The social learning process was designed as an intensively reflexive one, with community members and facilitators involved in on-going reflection of the process itself. This shared monitoring yielded insights from both the facilitators' and communities' perspectives, and it is on this rich source of insight that a handbook was developed for practitioners. Key outcomes have included several examples of community participants either gaining employment or realising dreams of self-employment, and explaining their success as being directly linked to their involvement in the project. Longer term relationships between NGOs and local community groups identified during the social learning process have been directly facilitated by the project team. But capacity building through this project was not limited to the community level: the handbook was itself workshopped with grassroots NGOs throughout the province to ensure a product that would be useful to them in their work with communities. And, once the handbook had been developed, a short course was offered free of charge to grassroots NGOs and community workers to receive training in a social learning approach to supporting community adaptation to climate change and other stressors.

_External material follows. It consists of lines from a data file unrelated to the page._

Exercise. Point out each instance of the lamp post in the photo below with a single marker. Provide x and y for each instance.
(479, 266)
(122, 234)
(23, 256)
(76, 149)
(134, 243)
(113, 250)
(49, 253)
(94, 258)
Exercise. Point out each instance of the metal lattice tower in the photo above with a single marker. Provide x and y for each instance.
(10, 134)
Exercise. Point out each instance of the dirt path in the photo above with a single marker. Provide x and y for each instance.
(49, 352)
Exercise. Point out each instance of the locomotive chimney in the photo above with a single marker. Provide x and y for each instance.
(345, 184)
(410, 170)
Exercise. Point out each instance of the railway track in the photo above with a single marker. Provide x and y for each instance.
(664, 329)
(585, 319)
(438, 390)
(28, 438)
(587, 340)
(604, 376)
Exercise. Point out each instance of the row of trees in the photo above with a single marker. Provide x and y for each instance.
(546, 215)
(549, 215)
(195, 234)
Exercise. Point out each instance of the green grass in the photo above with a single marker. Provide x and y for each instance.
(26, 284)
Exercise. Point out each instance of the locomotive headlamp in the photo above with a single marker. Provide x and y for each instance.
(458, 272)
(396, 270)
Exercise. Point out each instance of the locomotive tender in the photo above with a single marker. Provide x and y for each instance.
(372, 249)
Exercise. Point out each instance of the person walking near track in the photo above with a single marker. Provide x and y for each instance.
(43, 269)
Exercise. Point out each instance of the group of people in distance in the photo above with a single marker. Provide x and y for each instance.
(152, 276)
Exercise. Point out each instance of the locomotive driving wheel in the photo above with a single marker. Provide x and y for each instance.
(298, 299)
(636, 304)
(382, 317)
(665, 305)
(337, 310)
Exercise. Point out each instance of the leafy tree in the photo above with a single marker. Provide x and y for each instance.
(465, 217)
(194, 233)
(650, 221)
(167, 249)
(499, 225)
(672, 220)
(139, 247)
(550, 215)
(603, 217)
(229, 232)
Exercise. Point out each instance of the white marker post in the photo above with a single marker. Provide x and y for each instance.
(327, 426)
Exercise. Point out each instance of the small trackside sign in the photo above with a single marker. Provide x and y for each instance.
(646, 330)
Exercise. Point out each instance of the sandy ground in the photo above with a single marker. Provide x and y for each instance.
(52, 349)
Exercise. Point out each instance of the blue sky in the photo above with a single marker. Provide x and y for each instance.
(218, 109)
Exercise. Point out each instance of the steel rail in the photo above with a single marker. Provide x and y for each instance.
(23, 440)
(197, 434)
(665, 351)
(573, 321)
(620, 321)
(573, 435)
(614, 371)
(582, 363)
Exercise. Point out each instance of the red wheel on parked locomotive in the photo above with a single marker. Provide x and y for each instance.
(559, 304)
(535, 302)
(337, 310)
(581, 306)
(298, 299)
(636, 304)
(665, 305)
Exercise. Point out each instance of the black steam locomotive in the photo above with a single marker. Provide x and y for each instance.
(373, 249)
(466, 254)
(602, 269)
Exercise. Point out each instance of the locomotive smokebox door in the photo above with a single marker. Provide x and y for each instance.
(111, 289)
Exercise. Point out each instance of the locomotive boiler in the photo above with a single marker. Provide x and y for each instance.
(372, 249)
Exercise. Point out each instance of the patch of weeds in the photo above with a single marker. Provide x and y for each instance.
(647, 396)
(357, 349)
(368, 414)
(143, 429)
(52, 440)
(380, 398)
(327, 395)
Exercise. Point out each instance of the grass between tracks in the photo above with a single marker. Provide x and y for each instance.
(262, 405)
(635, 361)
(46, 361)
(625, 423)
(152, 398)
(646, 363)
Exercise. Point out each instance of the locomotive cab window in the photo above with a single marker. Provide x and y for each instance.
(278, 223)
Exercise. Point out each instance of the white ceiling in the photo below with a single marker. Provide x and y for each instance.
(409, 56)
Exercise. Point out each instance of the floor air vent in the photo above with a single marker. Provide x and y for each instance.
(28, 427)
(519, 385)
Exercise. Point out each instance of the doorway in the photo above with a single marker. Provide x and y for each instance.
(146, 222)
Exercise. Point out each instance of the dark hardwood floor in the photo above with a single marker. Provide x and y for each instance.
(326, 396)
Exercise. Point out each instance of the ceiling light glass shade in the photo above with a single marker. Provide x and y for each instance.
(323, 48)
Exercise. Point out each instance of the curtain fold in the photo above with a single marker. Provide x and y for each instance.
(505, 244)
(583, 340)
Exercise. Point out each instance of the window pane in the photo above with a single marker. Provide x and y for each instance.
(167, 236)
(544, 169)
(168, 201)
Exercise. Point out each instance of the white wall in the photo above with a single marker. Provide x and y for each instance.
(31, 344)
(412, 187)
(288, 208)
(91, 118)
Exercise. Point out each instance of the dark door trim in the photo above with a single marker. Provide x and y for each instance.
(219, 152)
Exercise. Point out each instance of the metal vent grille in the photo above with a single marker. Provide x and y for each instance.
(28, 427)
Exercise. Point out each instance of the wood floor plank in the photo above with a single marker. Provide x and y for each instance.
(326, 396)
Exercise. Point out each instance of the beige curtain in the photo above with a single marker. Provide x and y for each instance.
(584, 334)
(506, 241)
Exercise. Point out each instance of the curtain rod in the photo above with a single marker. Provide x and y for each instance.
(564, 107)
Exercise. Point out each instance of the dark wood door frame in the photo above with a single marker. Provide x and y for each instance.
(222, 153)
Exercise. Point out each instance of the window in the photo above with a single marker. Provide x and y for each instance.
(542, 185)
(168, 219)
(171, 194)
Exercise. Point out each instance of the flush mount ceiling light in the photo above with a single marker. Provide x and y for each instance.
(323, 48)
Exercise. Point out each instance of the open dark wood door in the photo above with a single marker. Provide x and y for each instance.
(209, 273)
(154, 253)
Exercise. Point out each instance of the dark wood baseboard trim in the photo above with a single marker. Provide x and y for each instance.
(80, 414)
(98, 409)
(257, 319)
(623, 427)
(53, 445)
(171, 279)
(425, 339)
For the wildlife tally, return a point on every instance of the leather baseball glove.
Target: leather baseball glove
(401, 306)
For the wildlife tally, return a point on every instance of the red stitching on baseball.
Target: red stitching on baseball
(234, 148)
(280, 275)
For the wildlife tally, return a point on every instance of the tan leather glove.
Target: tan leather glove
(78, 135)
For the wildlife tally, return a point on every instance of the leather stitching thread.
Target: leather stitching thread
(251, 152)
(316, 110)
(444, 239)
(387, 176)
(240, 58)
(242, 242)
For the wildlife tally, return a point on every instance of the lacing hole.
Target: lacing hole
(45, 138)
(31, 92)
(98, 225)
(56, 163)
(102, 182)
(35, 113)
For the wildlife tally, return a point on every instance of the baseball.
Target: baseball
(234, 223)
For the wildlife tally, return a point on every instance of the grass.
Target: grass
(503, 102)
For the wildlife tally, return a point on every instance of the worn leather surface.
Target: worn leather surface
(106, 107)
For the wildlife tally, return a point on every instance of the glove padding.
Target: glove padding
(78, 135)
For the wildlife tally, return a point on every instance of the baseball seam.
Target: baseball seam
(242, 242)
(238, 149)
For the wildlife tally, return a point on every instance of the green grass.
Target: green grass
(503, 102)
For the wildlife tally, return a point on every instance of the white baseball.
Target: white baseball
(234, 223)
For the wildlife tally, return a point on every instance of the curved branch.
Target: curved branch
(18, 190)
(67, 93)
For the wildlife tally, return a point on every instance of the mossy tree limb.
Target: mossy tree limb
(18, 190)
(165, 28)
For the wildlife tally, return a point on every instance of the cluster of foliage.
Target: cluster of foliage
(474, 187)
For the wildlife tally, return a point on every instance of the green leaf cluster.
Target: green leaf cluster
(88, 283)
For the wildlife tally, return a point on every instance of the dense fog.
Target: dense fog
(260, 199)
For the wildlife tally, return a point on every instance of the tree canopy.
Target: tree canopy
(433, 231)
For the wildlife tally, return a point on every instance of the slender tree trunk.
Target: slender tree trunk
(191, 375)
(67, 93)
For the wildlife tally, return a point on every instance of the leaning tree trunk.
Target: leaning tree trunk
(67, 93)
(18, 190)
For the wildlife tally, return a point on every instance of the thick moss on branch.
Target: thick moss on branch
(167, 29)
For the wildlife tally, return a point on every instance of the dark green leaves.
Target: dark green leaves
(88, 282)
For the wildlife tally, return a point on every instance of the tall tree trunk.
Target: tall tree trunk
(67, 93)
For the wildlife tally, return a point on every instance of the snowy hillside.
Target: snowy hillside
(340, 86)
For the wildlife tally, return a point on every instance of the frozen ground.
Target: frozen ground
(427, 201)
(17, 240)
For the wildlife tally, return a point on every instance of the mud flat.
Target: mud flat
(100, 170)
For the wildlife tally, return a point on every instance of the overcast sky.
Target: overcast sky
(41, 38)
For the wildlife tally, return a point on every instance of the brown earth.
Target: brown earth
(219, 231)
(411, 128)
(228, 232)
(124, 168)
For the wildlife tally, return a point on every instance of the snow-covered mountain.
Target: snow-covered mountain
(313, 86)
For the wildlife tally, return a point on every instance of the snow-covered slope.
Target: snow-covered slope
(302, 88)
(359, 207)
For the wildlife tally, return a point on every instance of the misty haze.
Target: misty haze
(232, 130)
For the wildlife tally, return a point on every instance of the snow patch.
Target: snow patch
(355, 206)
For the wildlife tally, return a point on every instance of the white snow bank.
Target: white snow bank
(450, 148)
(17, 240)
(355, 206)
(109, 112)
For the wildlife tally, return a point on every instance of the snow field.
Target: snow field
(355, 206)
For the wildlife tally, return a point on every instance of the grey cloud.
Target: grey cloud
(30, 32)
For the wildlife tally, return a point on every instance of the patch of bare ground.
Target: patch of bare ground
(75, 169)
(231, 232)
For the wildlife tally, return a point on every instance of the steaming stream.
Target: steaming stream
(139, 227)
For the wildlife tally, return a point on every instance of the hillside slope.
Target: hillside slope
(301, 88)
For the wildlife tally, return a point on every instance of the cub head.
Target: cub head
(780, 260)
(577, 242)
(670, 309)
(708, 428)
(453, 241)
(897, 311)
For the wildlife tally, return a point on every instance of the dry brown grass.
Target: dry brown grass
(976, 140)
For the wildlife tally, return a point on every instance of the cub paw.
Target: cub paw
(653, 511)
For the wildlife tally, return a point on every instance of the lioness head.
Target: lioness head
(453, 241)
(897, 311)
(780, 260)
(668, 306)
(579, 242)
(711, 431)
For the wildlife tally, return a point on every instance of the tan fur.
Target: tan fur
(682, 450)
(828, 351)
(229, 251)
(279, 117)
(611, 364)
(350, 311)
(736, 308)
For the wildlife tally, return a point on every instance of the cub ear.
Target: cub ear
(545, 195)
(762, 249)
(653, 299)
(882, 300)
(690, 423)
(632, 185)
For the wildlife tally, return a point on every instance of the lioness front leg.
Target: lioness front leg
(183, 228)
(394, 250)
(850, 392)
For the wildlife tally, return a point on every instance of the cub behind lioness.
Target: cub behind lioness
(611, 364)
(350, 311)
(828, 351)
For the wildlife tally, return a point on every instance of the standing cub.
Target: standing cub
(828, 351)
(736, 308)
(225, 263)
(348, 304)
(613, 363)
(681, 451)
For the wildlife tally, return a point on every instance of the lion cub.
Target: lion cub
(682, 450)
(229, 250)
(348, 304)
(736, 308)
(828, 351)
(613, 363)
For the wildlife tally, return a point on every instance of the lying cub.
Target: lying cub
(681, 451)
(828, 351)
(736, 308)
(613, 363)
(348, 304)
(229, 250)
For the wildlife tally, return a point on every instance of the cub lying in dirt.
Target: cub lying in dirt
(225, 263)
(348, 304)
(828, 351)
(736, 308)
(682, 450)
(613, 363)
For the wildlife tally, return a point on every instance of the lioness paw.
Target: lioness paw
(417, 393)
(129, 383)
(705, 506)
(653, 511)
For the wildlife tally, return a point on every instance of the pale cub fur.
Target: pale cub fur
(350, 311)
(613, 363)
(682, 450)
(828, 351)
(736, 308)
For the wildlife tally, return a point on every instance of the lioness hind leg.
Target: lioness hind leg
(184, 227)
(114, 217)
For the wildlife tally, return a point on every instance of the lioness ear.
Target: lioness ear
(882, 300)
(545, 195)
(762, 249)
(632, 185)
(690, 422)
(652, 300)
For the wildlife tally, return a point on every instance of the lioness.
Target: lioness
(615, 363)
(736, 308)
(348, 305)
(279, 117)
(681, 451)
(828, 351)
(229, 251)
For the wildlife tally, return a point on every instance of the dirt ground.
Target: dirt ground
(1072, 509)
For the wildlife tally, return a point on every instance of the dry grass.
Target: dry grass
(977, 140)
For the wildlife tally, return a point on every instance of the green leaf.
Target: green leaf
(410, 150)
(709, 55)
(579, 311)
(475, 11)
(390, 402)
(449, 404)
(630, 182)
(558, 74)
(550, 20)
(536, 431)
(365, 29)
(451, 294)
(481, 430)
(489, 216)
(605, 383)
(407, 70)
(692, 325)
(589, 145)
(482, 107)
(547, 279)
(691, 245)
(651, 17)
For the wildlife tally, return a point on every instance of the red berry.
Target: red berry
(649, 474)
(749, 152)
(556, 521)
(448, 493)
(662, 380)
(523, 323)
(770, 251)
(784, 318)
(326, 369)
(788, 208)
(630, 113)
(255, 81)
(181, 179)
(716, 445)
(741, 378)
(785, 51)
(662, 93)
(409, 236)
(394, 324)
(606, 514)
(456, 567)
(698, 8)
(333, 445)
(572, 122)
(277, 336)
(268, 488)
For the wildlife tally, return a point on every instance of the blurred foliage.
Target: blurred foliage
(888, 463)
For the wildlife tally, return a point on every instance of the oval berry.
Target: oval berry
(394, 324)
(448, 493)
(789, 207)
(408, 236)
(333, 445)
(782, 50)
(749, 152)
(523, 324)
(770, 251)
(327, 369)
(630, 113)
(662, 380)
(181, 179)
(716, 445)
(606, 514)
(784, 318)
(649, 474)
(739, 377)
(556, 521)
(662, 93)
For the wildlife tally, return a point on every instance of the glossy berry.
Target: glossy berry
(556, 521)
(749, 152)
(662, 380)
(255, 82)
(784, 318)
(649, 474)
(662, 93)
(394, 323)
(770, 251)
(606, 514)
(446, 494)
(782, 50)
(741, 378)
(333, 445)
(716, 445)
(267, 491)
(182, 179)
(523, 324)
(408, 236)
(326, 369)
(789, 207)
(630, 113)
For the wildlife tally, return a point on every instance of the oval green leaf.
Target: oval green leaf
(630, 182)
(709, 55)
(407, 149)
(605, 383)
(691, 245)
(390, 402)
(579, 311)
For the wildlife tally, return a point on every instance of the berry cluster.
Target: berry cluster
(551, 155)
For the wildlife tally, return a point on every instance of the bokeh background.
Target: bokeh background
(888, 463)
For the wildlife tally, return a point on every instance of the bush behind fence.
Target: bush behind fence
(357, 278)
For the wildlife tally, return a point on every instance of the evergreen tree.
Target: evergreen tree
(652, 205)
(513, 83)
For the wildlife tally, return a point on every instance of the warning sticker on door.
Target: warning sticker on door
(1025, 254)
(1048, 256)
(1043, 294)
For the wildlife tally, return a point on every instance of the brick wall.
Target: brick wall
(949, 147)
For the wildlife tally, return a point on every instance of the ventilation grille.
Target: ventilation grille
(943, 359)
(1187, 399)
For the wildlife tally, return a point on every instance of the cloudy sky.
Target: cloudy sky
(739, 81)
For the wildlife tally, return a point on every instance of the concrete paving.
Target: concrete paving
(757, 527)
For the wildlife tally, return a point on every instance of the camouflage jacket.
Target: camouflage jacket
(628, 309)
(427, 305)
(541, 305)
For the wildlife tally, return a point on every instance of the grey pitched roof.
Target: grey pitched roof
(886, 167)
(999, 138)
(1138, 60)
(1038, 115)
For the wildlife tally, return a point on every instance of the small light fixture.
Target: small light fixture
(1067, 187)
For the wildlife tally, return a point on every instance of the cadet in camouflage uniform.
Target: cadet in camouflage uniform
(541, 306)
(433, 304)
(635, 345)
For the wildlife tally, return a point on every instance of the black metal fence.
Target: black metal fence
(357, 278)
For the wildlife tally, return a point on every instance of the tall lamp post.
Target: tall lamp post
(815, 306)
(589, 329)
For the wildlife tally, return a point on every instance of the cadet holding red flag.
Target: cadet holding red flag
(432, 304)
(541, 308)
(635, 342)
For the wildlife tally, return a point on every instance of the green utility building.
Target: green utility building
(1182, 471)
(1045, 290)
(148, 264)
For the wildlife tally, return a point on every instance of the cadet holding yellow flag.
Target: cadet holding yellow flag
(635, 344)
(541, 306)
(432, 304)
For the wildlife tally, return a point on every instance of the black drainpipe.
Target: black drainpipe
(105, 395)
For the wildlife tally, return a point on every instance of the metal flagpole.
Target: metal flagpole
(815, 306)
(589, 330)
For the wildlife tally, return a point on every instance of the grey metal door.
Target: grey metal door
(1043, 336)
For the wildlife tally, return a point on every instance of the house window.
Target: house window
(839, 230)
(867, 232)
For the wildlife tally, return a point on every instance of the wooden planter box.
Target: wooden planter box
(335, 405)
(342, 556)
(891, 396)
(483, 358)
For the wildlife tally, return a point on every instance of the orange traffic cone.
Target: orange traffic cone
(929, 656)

The communities and facilitators were not the only individuals that benefited from the Jongaphambili Sinethemba social-learning project. Whilst communities may have grown better adapted to climate change during the project, the researchers themselves emerged more adapted to the demands of knowledge production in a society with pressing social, ecological and economic needs. Through their exposed and engaged research, the project team ultimately developed into researchers better equipped to co-produce the kind of knowledge required to build a more resilient South Africa. The Jongaphambili Sinethemba project represents a model for deeply engaged research and a shining example of what this means in practice. This research project yielded a number of benefits. First, the project improves our academic understanding of climate change and adaptation in rural contexts—the project produced a number of tangible academic outputs, including 9 PhD and masters students, 9 Journal articles and book chapters and 53 conference presentations. Second, the project improves adaptation strategies and the social development of the communities of Lessyton and Willowvale, where community facilitators whose social capital was operationalised through the social learning processes have become lasting champions of resilience in the face of vulnerability in their communities. Finally, the project has radically advanced our understanding of the methodologies, implementation and practice of engaged research more generally.
The Award to The Jongaphambili Sinethemba Project Group (Professor Sheona Shackleton, Dr. Georgina Cundill, Mr. Nick Hamer, Mr. Monde Ntshudu, and Professor Heila Lotz - Sitsika) from the Department of Environmental Science will be made at the 2015 Graduation Ceremony. The team will give a public lecture on their collaborative outreach initiatives to open Community Engagement Week on the 4th of May 2015 as the Key note address of the Community Engaged Learning Symposium at 6.30 pm in Eden Grove Blue, all are welcome and encouraged to attend this event.
Congratulations to the The Jongaphambili Sinethemba Project Group!